SUPPORT PROTOCOL 3 – DATA ASSESSMENT FOR DETERMINING THE LOD
This section utilizes the data acquired from Basic Protocol 3 for calculating LOD. Although the subsequent experiments use anisotropy, which is concentration independent of the concentration of protein, this should still produce enough RFU to be above the LOD. It is this check that will provide the researcher with the confidence that the FP anisotropy values are real. Relative fluorescence is directly related to the concentration of labeled protein within the sample. If the RFU values observed while executing experiments drop below the LOD, the FP anisotropy data cannot be considered genuine. Therefore, it is important to remember that we will be measuring proteins in conditions where aggregation will be present, and the effective protein concentration will be decreasing due to the time-dependent loss of solubility. For this reason, it is important to work with protein concentrations much higher than the LOD and check that FP anisotropy data generated from conditions below the CMC of a detergent-protein complex still produce a satisfactory signal. The CMC values can be found in different sources of literature (le Maire, Champeil, & Moller, 2000; G.G. Prive, 2007; G. G. Prive, 2009). RFU values should be at least 3 to 5 times that of the sample blank. The only variable being assessed in this protocol is the protein concentration. Ensure to keep the concentrations of denaturing agent (they are not provided in materials list, if any) and detergent constant in each well.
Materials
Raw data acquired from Basic Protocol 3
Leave data in units of RFUs for calculating the LOD.

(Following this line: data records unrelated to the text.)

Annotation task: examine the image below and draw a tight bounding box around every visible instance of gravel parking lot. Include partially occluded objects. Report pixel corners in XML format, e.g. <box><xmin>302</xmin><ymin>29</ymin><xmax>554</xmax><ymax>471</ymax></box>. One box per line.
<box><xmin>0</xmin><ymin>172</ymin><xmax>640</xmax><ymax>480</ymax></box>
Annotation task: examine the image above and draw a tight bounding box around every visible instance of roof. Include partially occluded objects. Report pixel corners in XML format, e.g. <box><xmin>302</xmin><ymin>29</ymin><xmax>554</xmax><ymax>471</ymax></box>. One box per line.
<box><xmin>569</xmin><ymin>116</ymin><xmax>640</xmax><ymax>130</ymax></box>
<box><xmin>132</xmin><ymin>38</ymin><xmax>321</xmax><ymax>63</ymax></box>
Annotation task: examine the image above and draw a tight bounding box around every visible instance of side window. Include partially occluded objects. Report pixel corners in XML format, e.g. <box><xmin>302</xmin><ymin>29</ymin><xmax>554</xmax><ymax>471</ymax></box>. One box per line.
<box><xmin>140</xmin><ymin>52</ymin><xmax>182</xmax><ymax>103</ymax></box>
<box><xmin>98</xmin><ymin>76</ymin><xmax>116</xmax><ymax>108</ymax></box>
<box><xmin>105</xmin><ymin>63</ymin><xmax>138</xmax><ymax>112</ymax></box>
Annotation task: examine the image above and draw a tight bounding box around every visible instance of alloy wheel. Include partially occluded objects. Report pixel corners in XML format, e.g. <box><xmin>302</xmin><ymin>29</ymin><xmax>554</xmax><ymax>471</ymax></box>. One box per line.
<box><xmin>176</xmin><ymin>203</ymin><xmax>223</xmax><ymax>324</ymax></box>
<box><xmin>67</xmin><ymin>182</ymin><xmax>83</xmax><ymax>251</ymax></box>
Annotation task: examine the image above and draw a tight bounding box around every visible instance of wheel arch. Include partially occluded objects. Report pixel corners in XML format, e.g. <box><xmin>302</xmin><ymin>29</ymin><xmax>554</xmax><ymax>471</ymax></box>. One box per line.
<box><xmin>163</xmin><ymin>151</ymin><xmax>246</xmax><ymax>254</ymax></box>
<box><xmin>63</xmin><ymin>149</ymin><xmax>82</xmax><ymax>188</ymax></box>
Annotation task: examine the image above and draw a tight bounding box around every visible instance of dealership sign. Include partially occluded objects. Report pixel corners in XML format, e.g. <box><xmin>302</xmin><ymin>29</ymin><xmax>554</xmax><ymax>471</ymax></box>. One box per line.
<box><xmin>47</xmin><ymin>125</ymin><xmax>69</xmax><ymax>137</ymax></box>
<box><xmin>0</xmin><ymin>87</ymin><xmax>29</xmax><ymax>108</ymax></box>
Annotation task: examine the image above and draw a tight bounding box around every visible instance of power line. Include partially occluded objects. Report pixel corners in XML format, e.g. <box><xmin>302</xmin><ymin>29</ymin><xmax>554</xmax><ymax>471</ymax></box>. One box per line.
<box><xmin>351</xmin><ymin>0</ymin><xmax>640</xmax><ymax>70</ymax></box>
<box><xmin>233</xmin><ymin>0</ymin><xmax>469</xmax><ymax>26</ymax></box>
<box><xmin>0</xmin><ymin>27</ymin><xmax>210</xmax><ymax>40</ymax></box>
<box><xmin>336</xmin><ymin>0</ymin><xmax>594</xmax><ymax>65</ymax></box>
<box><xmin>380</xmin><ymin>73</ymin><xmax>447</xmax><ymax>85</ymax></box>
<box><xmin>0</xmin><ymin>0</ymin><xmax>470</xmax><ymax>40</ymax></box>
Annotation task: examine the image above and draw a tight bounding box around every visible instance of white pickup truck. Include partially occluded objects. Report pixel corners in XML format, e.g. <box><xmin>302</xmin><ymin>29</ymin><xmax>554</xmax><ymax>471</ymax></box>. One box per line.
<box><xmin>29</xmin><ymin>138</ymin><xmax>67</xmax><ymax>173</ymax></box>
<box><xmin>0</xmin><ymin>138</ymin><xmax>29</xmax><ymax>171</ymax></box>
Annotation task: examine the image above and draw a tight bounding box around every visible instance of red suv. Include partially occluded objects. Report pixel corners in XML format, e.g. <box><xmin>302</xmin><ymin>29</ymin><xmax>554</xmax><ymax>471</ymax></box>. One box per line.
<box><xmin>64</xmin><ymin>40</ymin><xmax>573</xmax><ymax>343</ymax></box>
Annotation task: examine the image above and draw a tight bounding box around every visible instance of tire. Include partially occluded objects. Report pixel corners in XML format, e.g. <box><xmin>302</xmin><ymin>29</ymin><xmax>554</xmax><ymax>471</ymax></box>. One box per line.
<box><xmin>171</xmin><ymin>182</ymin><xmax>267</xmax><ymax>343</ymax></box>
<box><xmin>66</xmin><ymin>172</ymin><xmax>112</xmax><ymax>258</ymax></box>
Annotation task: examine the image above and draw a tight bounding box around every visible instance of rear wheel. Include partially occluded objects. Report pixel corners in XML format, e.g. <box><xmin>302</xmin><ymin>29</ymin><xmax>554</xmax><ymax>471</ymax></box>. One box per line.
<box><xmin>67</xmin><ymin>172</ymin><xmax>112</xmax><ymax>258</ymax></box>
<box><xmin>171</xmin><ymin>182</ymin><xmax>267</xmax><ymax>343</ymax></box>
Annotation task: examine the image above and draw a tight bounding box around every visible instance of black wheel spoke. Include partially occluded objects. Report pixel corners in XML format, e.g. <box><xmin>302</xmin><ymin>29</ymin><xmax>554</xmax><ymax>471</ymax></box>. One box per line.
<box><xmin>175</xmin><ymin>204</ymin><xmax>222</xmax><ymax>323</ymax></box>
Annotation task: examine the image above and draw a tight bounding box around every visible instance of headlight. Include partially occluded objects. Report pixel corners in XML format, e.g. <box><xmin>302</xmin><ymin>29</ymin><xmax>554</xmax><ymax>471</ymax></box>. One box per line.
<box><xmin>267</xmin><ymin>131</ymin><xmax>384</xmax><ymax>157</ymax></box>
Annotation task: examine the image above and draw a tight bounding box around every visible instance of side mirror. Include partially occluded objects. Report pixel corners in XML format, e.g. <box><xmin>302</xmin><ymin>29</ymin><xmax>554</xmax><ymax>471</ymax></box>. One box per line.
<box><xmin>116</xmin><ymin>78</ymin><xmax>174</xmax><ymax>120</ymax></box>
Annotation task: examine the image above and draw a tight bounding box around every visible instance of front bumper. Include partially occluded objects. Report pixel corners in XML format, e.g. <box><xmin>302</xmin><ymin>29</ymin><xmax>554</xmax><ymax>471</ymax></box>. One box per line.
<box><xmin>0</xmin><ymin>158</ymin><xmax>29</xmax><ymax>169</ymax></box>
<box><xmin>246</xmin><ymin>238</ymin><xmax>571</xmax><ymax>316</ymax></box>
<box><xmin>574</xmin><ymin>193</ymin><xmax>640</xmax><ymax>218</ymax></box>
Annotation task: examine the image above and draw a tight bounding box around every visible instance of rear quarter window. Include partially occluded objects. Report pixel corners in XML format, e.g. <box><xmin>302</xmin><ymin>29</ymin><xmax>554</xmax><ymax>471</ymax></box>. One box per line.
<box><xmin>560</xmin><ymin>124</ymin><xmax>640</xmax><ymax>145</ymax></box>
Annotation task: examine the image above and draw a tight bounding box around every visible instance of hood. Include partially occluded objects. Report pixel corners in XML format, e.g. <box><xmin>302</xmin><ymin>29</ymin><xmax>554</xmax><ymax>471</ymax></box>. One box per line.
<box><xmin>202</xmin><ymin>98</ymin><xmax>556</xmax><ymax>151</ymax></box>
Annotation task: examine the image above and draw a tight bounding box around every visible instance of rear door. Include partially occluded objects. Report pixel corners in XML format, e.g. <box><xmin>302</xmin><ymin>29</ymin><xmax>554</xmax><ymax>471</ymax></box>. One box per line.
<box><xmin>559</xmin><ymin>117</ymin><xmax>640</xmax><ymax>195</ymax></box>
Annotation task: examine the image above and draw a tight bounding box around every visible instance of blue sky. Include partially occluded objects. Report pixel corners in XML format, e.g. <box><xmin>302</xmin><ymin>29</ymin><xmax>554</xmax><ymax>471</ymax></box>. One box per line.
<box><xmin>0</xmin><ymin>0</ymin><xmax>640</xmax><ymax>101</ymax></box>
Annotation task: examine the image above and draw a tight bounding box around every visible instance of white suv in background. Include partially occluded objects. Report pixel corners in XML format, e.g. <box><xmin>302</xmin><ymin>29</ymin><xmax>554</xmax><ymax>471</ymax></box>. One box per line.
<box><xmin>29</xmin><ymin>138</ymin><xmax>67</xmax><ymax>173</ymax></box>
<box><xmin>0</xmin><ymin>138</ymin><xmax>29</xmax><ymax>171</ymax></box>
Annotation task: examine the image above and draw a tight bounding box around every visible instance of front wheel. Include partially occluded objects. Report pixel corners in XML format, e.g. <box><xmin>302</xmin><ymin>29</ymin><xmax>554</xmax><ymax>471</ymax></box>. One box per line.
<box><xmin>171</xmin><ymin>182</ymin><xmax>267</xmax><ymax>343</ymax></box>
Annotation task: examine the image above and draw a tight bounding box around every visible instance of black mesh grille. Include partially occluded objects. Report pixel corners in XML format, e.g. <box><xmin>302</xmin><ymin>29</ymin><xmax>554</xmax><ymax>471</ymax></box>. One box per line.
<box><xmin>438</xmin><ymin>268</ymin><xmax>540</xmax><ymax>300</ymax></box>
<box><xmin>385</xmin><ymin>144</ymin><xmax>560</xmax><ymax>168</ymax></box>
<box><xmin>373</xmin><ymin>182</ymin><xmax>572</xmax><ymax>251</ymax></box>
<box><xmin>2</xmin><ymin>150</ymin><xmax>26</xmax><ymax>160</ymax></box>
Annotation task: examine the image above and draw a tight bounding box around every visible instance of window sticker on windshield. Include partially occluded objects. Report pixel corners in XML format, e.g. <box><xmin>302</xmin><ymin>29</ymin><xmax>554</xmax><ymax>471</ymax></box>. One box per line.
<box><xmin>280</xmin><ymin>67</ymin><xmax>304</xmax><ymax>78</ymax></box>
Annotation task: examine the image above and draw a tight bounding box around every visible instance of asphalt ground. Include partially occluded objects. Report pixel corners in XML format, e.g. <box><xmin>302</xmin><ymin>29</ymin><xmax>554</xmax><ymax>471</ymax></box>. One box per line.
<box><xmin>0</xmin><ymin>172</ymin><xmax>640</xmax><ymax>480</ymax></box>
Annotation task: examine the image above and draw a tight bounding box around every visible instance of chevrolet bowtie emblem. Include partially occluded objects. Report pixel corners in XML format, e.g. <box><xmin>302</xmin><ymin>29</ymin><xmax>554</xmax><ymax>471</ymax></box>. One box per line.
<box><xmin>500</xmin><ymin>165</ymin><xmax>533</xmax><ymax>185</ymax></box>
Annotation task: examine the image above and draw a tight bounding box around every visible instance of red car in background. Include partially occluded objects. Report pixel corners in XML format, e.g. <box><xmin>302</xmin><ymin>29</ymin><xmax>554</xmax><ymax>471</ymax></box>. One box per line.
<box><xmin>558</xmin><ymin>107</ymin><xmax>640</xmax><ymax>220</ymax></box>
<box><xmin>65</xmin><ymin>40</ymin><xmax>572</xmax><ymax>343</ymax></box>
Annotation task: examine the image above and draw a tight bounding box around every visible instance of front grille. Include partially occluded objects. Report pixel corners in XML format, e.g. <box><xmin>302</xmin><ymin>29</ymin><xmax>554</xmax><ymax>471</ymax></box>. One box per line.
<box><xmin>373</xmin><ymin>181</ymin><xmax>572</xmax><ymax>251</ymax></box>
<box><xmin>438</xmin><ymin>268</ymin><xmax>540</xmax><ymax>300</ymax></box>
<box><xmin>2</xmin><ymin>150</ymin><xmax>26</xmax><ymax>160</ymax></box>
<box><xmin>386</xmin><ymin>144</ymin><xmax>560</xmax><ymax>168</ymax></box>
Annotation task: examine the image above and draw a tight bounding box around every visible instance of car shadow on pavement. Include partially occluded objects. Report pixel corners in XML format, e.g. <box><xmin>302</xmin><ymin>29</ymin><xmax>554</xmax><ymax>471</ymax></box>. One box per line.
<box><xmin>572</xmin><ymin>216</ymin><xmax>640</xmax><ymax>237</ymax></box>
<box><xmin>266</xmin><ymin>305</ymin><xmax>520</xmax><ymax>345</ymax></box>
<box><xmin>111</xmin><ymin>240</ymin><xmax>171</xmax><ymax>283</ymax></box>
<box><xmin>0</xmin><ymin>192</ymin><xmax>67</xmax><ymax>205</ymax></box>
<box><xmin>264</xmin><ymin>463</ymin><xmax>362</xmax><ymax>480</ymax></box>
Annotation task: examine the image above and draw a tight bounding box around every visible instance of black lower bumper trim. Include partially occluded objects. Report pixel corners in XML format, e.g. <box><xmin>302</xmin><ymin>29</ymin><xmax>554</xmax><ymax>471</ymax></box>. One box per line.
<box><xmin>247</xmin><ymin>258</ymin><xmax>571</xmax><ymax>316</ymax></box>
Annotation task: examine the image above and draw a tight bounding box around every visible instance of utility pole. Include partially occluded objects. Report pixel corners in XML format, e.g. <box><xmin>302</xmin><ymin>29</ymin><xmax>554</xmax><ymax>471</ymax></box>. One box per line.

Average the triplicate values of the RFU values at each protein concentration.
Average the values for the blanks (buffer only wells).
-
The lowest protein concentration that generates an RFU signal at least 3 times the blank signal is the LOD.
If no values 3 times blank signal (or greater) are generated, execute these steps again using higher protein concentrations. A concentration range of 10 nM-250 nM is typically sufficient.
Using the FP anisotropy formula (equation (1)) and G factor (equation (2)) convert all RFU values to FP anisotropy values.
The FP anisotropy values gathered from denatured conditions (as described in the introduction of Basic Protocol 3) correspond to rmin. In this case, there is no detergent present, but a chemical debaturant (e.g., guanidinium hydrochloride (Gdm-HCl)) to show the minimum FP anisotropy value corresponding to the detergent-free protein.
The FP anisotropy values gathered from 3 to 5 times CMC values correspond to rmax.
-
Compare the rmin & rmax values at different protein concentrations.
Since the FP anisotropy value is concentration independent, it should remain true that at various concentrations of proteins rmin and rmax will remain the same even though various protein concentrations will result in different RFU signals. This control of various concentrations while checking rmin and rmax should be run on all protein-fluorophore conjugate pairs. It is important to remember that because the protein used in these experiments starts in detergent, the final concentration of detergent at the various concentrations of detergents is held steady.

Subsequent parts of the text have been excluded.